The Washington Center for the Book and the Washington Library Association present an evening Happy Hour with poet Paisley Rekdal. Registration required.
Winner of the 2020 Washington State Book Award for Poetry, Nightingale is a book about transformation. By radically rewriting myths central to Ovid’s Metamorphoses, Paisley Rekdal contemporizes Ovid’s tropes of violence, dismemberment, silence, and fragmentation.
Rekdal will discuss the enduring power and relevance of Ovid and his Metamorphoses today, while also reading some poems from Nightingale and sharing a favorite cocktail recipe or two.
Rekdal is the author of three works of nonfiction, including The Broken Country: On Trauma, A Crime, and the Continuing Legacy of Vietnam, and six collections of poetry, most recently Nightingale. She is the recipient of fellowships and grants from the National Endowment for the Arts, the Guggenheim Foundation, and the Academy of American Poets, among others. She teaches at the University of Utah and is Utah’s poet laureate.
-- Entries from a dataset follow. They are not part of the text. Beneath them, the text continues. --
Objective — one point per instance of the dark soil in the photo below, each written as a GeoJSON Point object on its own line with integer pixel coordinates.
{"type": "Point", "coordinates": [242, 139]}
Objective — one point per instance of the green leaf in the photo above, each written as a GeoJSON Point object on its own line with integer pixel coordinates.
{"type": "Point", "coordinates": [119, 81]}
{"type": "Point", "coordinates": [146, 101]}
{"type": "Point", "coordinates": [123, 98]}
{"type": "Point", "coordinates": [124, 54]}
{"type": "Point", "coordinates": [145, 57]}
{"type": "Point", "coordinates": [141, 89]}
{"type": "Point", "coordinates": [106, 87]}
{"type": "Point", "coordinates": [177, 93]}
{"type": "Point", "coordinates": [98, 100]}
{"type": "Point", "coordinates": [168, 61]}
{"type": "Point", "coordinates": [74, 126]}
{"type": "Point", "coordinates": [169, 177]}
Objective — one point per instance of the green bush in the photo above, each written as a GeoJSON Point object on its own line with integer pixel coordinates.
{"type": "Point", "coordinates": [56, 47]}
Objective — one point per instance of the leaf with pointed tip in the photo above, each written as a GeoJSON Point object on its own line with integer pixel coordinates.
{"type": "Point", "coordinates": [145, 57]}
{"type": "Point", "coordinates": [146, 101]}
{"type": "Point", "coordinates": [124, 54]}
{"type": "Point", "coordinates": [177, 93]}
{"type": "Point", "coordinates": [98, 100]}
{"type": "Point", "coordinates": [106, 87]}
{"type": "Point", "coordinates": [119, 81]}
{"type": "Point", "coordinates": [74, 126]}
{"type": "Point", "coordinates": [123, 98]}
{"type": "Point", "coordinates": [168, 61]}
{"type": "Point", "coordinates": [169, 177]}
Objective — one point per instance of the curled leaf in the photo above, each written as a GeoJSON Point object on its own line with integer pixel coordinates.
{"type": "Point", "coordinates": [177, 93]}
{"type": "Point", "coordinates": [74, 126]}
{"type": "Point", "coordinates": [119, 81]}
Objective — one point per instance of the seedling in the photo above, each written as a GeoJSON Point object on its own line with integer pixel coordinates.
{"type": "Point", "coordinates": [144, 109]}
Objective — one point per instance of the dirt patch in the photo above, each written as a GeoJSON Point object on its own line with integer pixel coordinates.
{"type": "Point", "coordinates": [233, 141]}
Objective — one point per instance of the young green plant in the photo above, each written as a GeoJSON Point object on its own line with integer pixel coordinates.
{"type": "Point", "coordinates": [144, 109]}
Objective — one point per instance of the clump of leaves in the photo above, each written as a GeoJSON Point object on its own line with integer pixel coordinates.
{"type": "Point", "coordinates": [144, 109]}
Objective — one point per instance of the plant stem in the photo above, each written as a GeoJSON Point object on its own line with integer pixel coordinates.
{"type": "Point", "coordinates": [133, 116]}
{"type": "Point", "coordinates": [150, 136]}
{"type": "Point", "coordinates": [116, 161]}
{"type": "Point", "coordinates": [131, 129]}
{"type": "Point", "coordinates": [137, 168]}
This event is presented by the Washington Center for the Book (a partnership of The Seattle Public Library and the Washington State Library) and the Washington Library Association. The event is free and will be presented on Zoom. Registration is required to receive the event link. The event will be recorded and can be accessed on SPL's YouTube channel.
ABOUT THE BOOK:
A series of connected poems trace the continuing effects of sexual violence and rape on survivors, where nightmares mix with images of empathy, and hope emerges from the dark forest of memory. Rekdal’s characters change and change again, not by divine intervention but through human events: illness, injury, love, creation. Is transformation punishment or reward? How does language name, and fail to name, that which permanently changes us? Nightingale boldly sings of our mutable world, where we each wake into something terrifyingly new.